Si vous dites, en restant bien assis : « et dans dix secondes je vais me lever pour aller promener ce foutu clebs », sans insister sur « promener », par exemple, et sans esquisser le moindre geste ni jeter le moindre regard vers votre chien, il y a de fortes chances qu'il ne moufte pas. Mais au moment où vous allez poser fermement les deux mains sur les accoudoirs pour vous aider à vous arracher au confort de votre siège, son attention va s'éveiller. Et il saura déjà si vous vous levez pour quelque chose qui l'intéresse.

Un clebs, c'est comme ça. Inutile de faire des discours, il ne comprend que des mots brefs auxquels il est habitué et des gestes simples et sans équivoque. Vous pouvez même l'habituer à réagir à de simples sifflotements.

Alors, si les gens vont au dressage pour essayer de s'en sortir (entendez : se faire obéir) avec leur clebs, dites-vous bien que c'est eux qu'il faut surtout éduquer en premier. Et longuement.

Un exemple ?
Vous connaissez certainement cette suite d'ordres aboyés par le propriétaire d'un chien : « Viens, Mirza, viens ! Allez, viens ! Mais viens ! Est-ce que tu vas venir, oui ou non ? Allez, viens ! »
Et vous connaissez sans doute aussi cette seconde suite : « Va chercher la baballe, Mirza. Allez ! Allez, va chercher la baballe. Allez, la baballe... »

Le chien, qu'il s'appelle Médor, Fido, Mirza ou ce que vous voulez, est un être simple et logique. « Viens », c'est « viens ». « Allez », c'est « allez ». « Allez, viens » et « allez, va », c'est confus et ça l'embrouille.

D'où la nécessité d'être simple et logique. Un ordre est clair et ne doit pas se répéter parce qu'il doit être exécuté. S'il ne l'est pas, le maître n'est pas le maître. « Aux pieds ! » c'est « aux pieds ! » ; et tout de suite.

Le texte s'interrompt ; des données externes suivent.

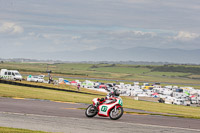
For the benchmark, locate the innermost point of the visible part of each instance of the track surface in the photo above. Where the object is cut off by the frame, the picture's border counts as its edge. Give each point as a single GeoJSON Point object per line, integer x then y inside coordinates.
{"type": "Point", "coordinates": [66, 117]}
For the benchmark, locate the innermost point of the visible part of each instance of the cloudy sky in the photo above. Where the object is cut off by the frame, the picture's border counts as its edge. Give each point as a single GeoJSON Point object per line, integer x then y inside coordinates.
{"type": "Point", "coordinates": [78, 25]}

Au dressage, près de chez moi, on voit donc des gens qui ont, malgré tout, compris qu'ils devaient vraiment apprendre comment éduquer un chien et qui vont là pour ça. C'est déjà bien.

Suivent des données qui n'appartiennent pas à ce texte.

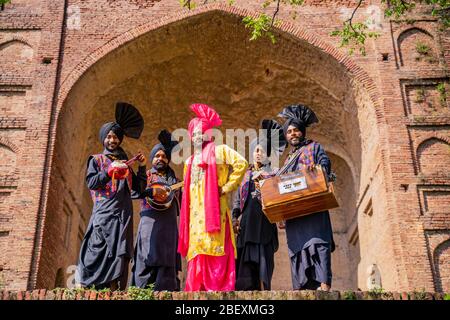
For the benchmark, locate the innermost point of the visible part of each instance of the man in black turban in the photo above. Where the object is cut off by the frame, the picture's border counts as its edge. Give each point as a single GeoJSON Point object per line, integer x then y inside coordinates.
{"type": "Point", "coordinates": [257, 239]}
{"type": "Point", "coordinates": [156, 260]}
{"type": "Point", "coordinates": [107, 245]}
{"type": "Point", "coordinates": [310, 238]}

J'ai remarqué aussi qu'on y voit surtout de grands chiens. Et aussi quelques congénères de taille moyenne. Jamais de petits roquets. Les petits chiens, ils sont difficiles à éduquer. Les grands, c'est plus facile. Question de logique.

Imaginez cette scène de rue avec, arrivant d'un côté et tenant Mirza (quatre kilos toute mouillée) en laisse, mademoiselle Philémone et, se pointant de l'autre côté avec Médor (soixante-dix kilos après satisfaction d'un gros besoin) et son collier étrangleur, monsieur Aldebert.

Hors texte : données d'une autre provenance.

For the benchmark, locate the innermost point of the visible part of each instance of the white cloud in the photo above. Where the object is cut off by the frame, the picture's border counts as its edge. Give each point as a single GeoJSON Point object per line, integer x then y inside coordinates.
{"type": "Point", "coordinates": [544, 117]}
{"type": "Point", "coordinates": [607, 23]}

Les réactions naturelles des deux clebs sont généralement de se diriger l'un vers l'autre ; Médor pour faire connaissance, Mirza pour attaquer hargneusement. Les deux « maîtres » vont s'efforcer de retenir chacun leur animal, ce qui paraît relativement aisé pour mademoiselle Philémone. De son côté, monsieur Aldebert, aux prises avec la force de traction intégrale de son 4x4 canin catégorie demi-lourds, a beaucoup moins de chances de réussir. Sentant le danger, mademoiselle Philémone finira peut-être par prendre Mirza sous son bras.

Voilà pourquoi ce sont les propriétaires de grands chiens qui vont au dressage ; et que ce sont aussi les grands chiens qui sont les plus faciles à éduquer, parce que leur taille impose presque d'elle-même des limites qui restent floues avec leurs congénères de poche. Ainsi, on ne leur permet pas le meilleur fauteuil, on ne les prend pas sur les genoux ou sous le bras, on ne tolère pas qu'ils envoient belle-maman sur le cul en voulant lui faire un gros câlin... bref, on les éduque. Un grand clebs bien éduqué est doux avec les enfants, méfiant envers les étrangers, ferme avec les chats.

Un petit chien bien éduqué, ça passe par un propriétaire qui veut vraiment rester le chef. Mais Mirza est si petite qu'on lui pardonne tout et qu'on lui tolère des comportements de tyran : manger avant tout le monde, prendre la meilleure place, grogner sur les visiteurs, aboyer après les passants, mordre le pantalon du facteur, tirer sur la laisse...

Tout compte fait, j'aime mieux Félix. Il n'en touche pas une, mais il sort tout seul, enterre ses crottes et fout la paix aux gens quand il a eu sa gamelle.

(*) Rien de plus hilarant, quand quelqu'un promène son chien (ou l'inverse, souvent), que d'admirer l'air détaché qu'il prend pendant que son animal souille l'espace public. Il faut impérativement regarder ailleurs, mine de rien, et se remettre en marche aussitôt que possible, en affectant de n'avoir rien remarqué.